Según reportó Pulzo, un hombre ingresó sin autorización a un colegio en Engativá, agredió al vigilante de seguridad e irrumpió en las instalaciones. De acuerdo con las autoridades citadas en el reportaje, el menor agredido sería su hijo. Las cámaras del Centro de Comando, Control, Comunicaciones y Cómputo (C4) registraron los movimientos del sujeto, lo que permitió alertar a la Policía en minutos. El hombre fue capturado y trasladado para responder por violencia intrafamiliar.
La Secretaría Distrital de Seguridad, Convivencia y Justicia destacó en su comunicado la coordinación entre tecnología y reacción policial. Es un mensaje que subraya la capacidad operativa del sistema. Pero plantea una pregunta que va más allá del caso específico: ¿qué tan efectivo es un modelo de seguridad que funciona principalmente después de que el daño ya ocurrió?
La videovigilancia es un instrumento de reacción post-delito. Funciona bien cuando se necesita identificar y capturar a alguien que ya cometió un acto. En contextos de violencia intrafamiliar, esto presenta un límite estructural. La violencia contra menores suele ser progresiva, documentada en denuncias anteriores, reportes de instituciones educativas o alertas en sistemas de protección. Si esos registros existen y están disponibles para autoridades competentes —Fiscalía, juzgados de familia, ICBF— entonces la pregunta relevante es por qué no generaron medidas preventivas antes del incidente.
No está claro en el reportaje si existían denuncias previas, antecedentes de conflicto entre el agresor y el menor, o si había medidas cautelares expedidas. Esa información sería fundamental para evaluar si el sistema de protección funcionó o si la captura fue, en efecto, un éxito táctico sobre un fracaso preventivo más amplio.
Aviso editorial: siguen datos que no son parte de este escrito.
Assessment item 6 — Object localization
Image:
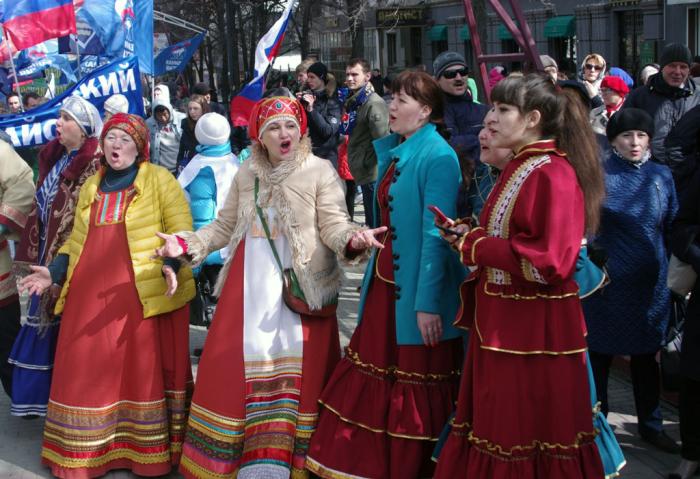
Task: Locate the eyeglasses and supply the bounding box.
[442,68,469,80]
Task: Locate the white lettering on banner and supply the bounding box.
[22,123,42,146]
[80,68,136,100]
[5,118,56,148]
[119,68,136,93]
[97,74,119,96]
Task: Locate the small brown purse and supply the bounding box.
[255,178,338,318]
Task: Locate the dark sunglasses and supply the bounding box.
[442,68,469,80]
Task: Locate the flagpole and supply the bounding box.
[75,33,82,80]
[2,28,24,112]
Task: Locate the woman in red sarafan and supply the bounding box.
[435,75,604,479]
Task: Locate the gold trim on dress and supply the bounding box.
[318,399,440,442]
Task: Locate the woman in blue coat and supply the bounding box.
[583,108,679,453]
[307,71,464,478]
[178,113,238,324]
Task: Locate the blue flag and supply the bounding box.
[0,57,144,147]
[153,33,204,76]
[77,0,153,74]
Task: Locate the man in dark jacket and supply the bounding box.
[297,62,341,169]
[622,43,700,168]
[433,52,495,216]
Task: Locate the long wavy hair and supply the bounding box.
[491,73,605,234]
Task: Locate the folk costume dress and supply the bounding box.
[9,138,100,416]
[435,140,605,479]
[307,124,465,479]
[41,158,194,479]
[178,128,361,479]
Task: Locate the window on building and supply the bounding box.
[617,10,644,77]
[688,8,700,56]
[386,33,397,67]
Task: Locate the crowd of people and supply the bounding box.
[0,40,700,479]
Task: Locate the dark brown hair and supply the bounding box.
[187,93,209,131]
[491,73,605,234]
[391,70,445,134]
[345,58,370,73]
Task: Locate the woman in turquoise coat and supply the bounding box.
[307,72,464,478]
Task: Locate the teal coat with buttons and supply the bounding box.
[358,123,466,345]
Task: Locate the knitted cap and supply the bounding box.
[306,62,328,83]
[192,82,211,95]
[540,55,559,70]
[433,52,467,79]
[600,75,630,97]
[659,43,693,68]
[59,95,102,138]
[605,108,654,141]
[100,113,149,161]
[104,93,129,115]
[194,113,231,146]
[248,96,306,141]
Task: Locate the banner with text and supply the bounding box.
[0,57,144,147]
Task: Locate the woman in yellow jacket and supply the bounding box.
[20,113,194,478]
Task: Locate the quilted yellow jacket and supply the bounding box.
[55,163,195,318]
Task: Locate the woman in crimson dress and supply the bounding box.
[435,75,605,479]
[307,72,464,479]
[21,113,194,479]
[158,97,385,479]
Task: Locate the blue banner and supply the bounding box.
[17,55,77,83]
[0,57,144,147]
[153,33,204,76]
[77,0,153,74]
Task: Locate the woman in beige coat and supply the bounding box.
[157,97,386,478]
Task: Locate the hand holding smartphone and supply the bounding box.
[428,205,465,238]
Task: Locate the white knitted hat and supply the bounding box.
[194,113,231,146]
[104,93,129,115]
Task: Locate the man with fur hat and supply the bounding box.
[146,98,185,174]
[297,62,342,169]
[623,43,700,163]
[433,52,494,216]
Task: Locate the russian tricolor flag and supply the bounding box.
[0,0,76,50]
[231,0,296,126]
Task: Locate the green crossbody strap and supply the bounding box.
[255,178,284,276]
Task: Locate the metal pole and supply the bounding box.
[2,28,24,112]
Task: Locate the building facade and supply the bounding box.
[311,0,700,83]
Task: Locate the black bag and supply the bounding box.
[661,293,688,392]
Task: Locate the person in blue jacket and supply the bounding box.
[583,108,680,453]
[306,71,465,478]
[178,113,238,324]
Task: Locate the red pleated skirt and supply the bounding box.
[435,334,605,479]
[41,196,192,479]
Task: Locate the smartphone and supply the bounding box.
[428,205,448,223]
[435,225,466,238]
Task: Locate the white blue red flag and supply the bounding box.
[231,0,296,126]
[0,0,76,50]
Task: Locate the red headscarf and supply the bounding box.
[100,113,150,161]
[248,96,306,142]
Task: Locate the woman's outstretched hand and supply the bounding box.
[156,232,184,258]
[19,266,51,294]
[416,311,442,346]
[162,265,177,297]
[350,226,387,250]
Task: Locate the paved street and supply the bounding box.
[0,246,679,479]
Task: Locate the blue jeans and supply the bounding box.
[360,182,377,228]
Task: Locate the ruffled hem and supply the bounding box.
[41,454,179,479]
[435,427,605,479]
[319,348,459,441]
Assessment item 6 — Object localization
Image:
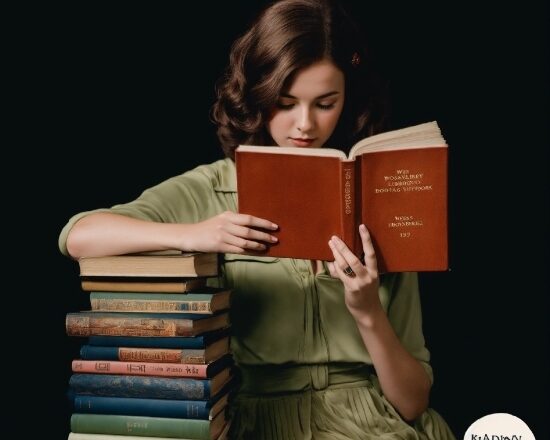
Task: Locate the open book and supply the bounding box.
[235,122,448,272]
La Administración Distrital ha invertido visiblemente en infraestructura de monitoreo. Eso es documentable en presupuestos y en resultados operativos como este. Lo que requiere igual escrutinio es si esa inversión en tecnología se acompaña de inversión equivalente en los eslabones más débiles: investigación oportuna en Fiscalía, expedición de medidas cautelares en juzgados de familia, coordinación interinstitucional efectiva entre establecimientos educativos y autoridades de protección.
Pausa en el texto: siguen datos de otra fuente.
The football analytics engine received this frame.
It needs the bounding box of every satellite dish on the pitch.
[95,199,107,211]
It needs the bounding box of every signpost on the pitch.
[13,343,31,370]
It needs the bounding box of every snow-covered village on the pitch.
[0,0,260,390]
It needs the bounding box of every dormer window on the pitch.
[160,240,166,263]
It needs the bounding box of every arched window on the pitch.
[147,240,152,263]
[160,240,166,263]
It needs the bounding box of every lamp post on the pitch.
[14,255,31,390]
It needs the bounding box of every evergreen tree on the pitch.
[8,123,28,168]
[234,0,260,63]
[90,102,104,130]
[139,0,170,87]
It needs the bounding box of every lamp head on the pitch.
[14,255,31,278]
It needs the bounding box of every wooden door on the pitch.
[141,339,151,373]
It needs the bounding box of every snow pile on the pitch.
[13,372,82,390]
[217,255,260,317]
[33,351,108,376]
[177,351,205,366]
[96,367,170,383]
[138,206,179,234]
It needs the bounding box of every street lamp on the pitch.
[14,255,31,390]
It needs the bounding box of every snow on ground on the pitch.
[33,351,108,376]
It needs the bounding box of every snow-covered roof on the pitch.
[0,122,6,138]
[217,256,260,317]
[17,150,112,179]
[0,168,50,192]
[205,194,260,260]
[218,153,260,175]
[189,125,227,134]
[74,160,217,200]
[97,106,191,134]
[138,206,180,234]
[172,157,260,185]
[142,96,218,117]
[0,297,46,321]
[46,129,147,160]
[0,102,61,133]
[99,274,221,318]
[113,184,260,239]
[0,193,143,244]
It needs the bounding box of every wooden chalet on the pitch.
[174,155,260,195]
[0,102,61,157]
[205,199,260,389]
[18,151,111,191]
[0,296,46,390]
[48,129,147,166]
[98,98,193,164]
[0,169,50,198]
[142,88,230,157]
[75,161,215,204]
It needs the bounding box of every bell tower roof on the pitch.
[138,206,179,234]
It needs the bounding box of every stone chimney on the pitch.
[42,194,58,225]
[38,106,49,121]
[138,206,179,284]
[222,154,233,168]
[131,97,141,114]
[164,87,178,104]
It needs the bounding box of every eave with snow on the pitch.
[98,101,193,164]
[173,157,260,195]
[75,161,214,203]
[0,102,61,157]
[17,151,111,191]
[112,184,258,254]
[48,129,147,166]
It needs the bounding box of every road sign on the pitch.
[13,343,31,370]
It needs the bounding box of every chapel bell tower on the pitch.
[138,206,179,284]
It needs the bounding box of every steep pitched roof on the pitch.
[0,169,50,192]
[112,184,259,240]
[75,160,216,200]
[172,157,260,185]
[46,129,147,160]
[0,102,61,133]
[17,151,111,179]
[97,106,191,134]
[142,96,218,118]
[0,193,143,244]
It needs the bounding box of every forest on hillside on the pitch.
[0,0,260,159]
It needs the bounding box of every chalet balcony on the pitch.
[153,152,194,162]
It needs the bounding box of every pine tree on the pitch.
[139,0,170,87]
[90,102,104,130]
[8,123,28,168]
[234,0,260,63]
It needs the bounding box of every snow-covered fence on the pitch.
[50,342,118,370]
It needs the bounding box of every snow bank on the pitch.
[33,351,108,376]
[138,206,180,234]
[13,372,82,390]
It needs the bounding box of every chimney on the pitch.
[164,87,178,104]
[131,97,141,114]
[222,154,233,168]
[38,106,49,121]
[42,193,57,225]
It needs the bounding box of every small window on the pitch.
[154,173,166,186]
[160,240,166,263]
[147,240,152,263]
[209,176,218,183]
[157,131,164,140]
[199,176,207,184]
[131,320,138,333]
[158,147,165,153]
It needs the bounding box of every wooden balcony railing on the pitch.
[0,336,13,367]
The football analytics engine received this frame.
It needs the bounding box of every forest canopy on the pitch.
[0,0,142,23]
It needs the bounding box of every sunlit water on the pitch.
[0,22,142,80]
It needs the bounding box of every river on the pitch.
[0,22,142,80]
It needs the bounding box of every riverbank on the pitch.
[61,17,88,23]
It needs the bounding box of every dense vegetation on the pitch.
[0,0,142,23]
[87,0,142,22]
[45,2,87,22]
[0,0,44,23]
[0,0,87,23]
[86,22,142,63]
Sobre las cifras que acompañan el reportaje: según la Secretaría de Seguridad, la violencia intrafamiliar en Engativá habría bajado un 96% este año. Esa cifra merece contexto. ¿Representa disminución de hechos o disminución de denuncias? ¿Cambió la metodología de reporte? Las reducciones porcentuales en delitos territoriales pueden reflejar cambios reales o cambios en patrones de denuncia. Sin metodología clara, la cifra es difícil de interpretar.
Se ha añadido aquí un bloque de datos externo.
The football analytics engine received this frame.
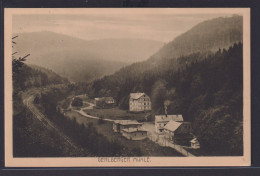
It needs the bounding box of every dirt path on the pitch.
[23,95,78,149]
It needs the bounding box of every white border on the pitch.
[4,8,251,167]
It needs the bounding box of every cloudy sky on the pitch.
[12,9,234,42]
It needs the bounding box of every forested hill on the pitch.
[86,16,243,84]
[151,16,243,60]
[13,64,68,93]
[87,43,243,155]
[13,31,163,82]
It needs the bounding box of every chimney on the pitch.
[164,100,170,117]
[164,104,168,117]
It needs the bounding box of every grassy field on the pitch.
[84,107,150,121]
[67,112,182,156]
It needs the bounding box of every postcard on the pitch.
[4,8,251,167]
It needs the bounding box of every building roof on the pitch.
[155,114,183,123]
[163,120,182,132]
[104,97,114,101]
[190,138,199,143]
[130,93,145,99]
[95,97,114,101]
[114,120,142,125]
[122,128,147,133]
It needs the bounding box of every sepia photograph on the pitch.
[4,8,251,167]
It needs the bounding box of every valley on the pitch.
[13,16,243,157]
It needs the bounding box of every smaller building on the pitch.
[129,93,152,112]
[155,114,183,134]
[190,138,200,149]
[113,120,143,133]
[94,97,116,108]
[122,128,147,140]
[164,120,193,146]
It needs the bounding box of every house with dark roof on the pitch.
[94,97,115,108]
[163,120,193,145]
[129,93,152,112]
[113,120,143,133]
[121,128,147,140]
[190,138,200,149]
[155,114,183,134]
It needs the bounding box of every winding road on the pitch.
[23,95,78,149]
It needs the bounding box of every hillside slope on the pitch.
[13,32,162,82]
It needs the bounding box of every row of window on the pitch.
[130,102,150,105]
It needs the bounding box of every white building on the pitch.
[129,93,152,112]
[190,138,200,149]
[155,115,183,134]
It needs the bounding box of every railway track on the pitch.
[23,95,78,149]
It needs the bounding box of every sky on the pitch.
[12,9,234,42]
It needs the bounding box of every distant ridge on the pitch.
[14,31,162,82]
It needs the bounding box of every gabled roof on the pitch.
[130,93,145,100]
[155,114,183,123]
[104,97,114,101]
[122,128,147,133]
[114,120,142,125]
[190,138,199,143]
[163,120,182,132]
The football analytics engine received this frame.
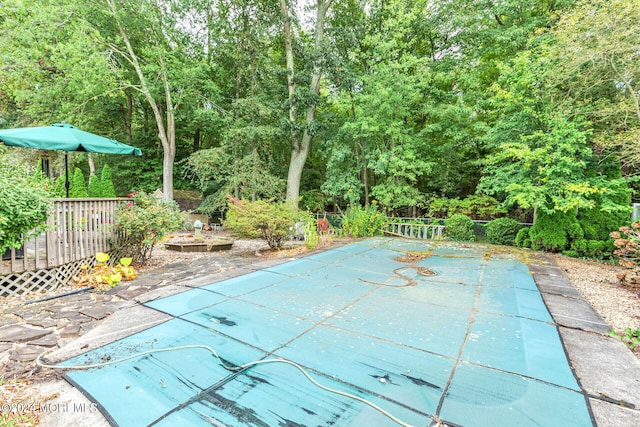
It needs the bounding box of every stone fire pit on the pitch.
[164,237,233,252]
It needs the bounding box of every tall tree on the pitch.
[279,0,333,202]
[547,0,640,169]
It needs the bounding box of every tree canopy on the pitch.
[0,0,640,224]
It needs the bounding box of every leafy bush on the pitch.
[72,252,138,291]
[529,210,584,252]
[487,218,522,246]
[610,222,640,283]
[342,203,388,237]
[224,197,300,249]
[427,195,506,219]
[515,227,531,248]
[609,328,640,350]
[116,192,185,264]
[444,214,476,242]
[300,190,327,212]
[0,160,50,254]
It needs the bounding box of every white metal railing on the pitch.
[0,198,130,275]
[385,222,444,239]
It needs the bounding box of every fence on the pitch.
[385,222,444,239]
[0,199,127,296]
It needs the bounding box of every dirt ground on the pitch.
[553,255,640,358]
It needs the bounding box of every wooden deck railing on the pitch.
[0,199,129,275]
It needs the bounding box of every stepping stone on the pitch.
[26,314,58,328]
[66,313,91,323]
[0,325,53,343]
[0,316,18,327]
[80,306,113,320]
[118,286,151,300]
[60,324,80,338]
[80,302,123,320]
[9,345,45,362]
[29,334,58,347]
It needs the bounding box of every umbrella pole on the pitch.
[64,152,69,199]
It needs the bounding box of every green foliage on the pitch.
[610,221,640,274]
[515,227,531,248]
[69,168,89,199]
[444,214,476,242]
[300,190,327,212]
[0,160,50,254]
[609,328,640,350]
[487,218,522,246]
[99,163,116,198]
[342,203,388,237]
[72,252,138,291]
[529,210,584,252]
[116,192,185,264]
[186,147,284,213]
[51,175,67,197]
[427,194,506,220]
[563,239,615,259]
[224,197,300,249]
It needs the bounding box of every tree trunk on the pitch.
[280,0,333,204]
[109,0,177,201]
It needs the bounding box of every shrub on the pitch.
[444,214,476,242]
[72,252,138,291]
[342,203,388,237]
[487,218,522,246]
[529,210,584,252]
[515,227,531,248]
[610,222,640,283]
[69,168,89,199]
[116,192,185,264]
[224,197,300,249]
[300,190,327,212]
[0,161,49,254]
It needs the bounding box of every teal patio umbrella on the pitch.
[0,122,142,197]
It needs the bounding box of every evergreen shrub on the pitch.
[116,192,185,264]
[515,227,531,248]
[224,197,300,249]
[444,214,476,242]
[342,203,388,237]
[487,218,522,246]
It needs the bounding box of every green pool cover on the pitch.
[63,238,594,427]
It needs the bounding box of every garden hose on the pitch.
[36,344,422,427]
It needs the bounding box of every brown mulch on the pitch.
[553,255,640,358]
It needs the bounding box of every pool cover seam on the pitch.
[434,249,487,419]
Este caso terminó bien porque el C4 funcionó y la respuesta policial fue rápida. Eso es operativamente correcto. Pero no debería ser presentado como victoria del sistema de protección de menores. Debería ser investigado como indicador de que la prevención no funcionó antes de que fuera necesaria una captura.
La pregunta que debe hacerse ahora, como lo sugiere la lógica de cualquier auditoría de política pública, es cuántos casos similares están ocurriendo sin ser capturados por cámaras, y cuántos están siendo capturados pero nunca llegan a medidas que eviten su repetición. Eso requeriría análisis de datos sobre denuncias previas, medidas cautelares expedidas, seguimiento a agresores con antecedentes. Información que existe en registros administrativos pero que rara vez se publica de manera sistemática.
La tecnología de vigilancia es un instrumento legítimo de seguridad. Pero no es sustituto de investigación oportuna, de decisiones judiciales preventivas, de coordinación interinstitucional. En violencia intrafamiliar, especialmente contra menores, esa coordinación debería ser la primera línea de defensa. La videovigilancia debería ser la última.